Thanks for the special feeling

THE first sets of Standard grade results I looked for this August were for two pupils I'll call Frank and Susan. They were our first "inclusion" pupils.

We were keen to welcome Frank and Susan two years ago, but at the initial meetings, the task of integrating these two students into our 1,000-pupil secondary from their small, protective special school seemed quite daunting.

For their parents, this was the culmination of a long, determined fight. They were convinced mainstream was the right setting for their children, but it must have felt to them at times like a calculated risk.

We spent time with pupils and parents; tried to identify every hazard, and set up every conceivable support - but always with the proviso that we were a mainstream school, and they would receive mainstream provision.

We held our breath for the first week or two; there were misunderstandings and miscommunications. It took time before we stopped seeking out Frank and Susan at break times, to check they were OK. Then one day we couldn't spot them - they had become "just another two pupils".

This, of course, is an oversimplification, because many staff, teaching and non-teaching, worked hard to support Frank and Susan; their parents became brilliant supporters of the school.

We developed a creative arts-based suite of subjects, that was open to any pupil.
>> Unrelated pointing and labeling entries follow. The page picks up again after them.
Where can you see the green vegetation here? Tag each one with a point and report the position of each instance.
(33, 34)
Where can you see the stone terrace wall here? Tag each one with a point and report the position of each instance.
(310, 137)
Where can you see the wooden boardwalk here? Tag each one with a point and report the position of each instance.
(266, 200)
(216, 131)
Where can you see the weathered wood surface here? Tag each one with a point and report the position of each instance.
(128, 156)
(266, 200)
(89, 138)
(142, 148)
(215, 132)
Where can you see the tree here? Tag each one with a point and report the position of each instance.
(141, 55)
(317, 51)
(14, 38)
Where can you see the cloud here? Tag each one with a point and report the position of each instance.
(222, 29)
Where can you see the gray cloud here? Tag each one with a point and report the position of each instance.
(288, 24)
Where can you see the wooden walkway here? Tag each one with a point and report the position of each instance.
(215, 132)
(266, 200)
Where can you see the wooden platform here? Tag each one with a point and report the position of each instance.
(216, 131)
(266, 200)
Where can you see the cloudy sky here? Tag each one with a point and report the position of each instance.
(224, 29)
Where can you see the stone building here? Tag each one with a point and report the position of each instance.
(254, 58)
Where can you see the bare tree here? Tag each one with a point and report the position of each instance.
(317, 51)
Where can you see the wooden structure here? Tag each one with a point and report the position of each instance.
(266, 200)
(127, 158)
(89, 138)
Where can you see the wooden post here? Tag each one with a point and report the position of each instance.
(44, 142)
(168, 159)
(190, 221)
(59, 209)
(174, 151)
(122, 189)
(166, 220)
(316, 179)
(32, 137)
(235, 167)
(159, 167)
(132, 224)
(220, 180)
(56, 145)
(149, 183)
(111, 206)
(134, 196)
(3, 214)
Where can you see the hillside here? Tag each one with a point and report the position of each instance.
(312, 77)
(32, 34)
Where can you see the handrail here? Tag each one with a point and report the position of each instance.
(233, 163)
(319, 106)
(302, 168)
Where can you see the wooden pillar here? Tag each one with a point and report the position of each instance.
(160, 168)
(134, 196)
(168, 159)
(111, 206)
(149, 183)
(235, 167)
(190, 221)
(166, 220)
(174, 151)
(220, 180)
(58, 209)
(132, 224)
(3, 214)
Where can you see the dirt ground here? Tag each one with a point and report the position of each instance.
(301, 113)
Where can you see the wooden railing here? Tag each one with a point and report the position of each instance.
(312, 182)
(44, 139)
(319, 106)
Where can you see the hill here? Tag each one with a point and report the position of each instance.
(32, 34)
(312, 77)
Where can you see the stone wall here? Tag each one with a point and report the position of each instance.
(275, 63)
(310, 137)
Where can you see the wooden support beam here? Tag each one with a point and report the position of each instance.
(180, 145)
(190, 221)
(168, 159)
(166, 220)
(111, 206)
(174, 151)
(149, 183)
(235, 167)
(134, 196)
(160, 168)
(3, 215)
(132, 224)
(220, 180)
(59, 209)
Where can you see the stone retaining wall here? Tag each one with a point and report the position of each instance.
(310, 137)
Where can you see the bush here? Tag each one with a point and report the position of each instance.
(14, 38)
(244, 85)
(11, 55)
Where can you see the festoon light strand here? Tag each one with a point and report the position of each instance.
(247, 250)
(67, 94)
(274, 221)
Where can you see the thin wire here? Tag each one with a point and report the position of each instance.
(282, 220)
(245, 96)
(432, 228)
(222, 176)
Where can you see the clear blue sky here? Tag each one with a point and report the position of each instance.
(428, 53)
Through that involvement in music and drama performance, life skills, photography, art and outdoor education, a cohort of young people developed skills, confidence and self-awareness, and this will continue to be available long after Frank and Susan have left.

Their Standard grade results? Credits and Generals mostly - good for any mainstream pupil, but for these two the tangible evidence of an incredible journey, of determination, hard work and a depth of support, from parents and staff, and in particular from other pupils, that was inspiring.

And don't dare use the words patronising or sentimental here; we're talking about hard-edged graft and commitment, particularly from Frank and Susan themselves, who would soon let you know if they felt they were being treated as different.

There are times when it is clear, even to the most cynical observer of education, that teachers can, and do, make a difference. When Frank and Susan joined mainstream, they left a special school behind them, but what they brought to our community, was, beyond any doubt, in itself, special.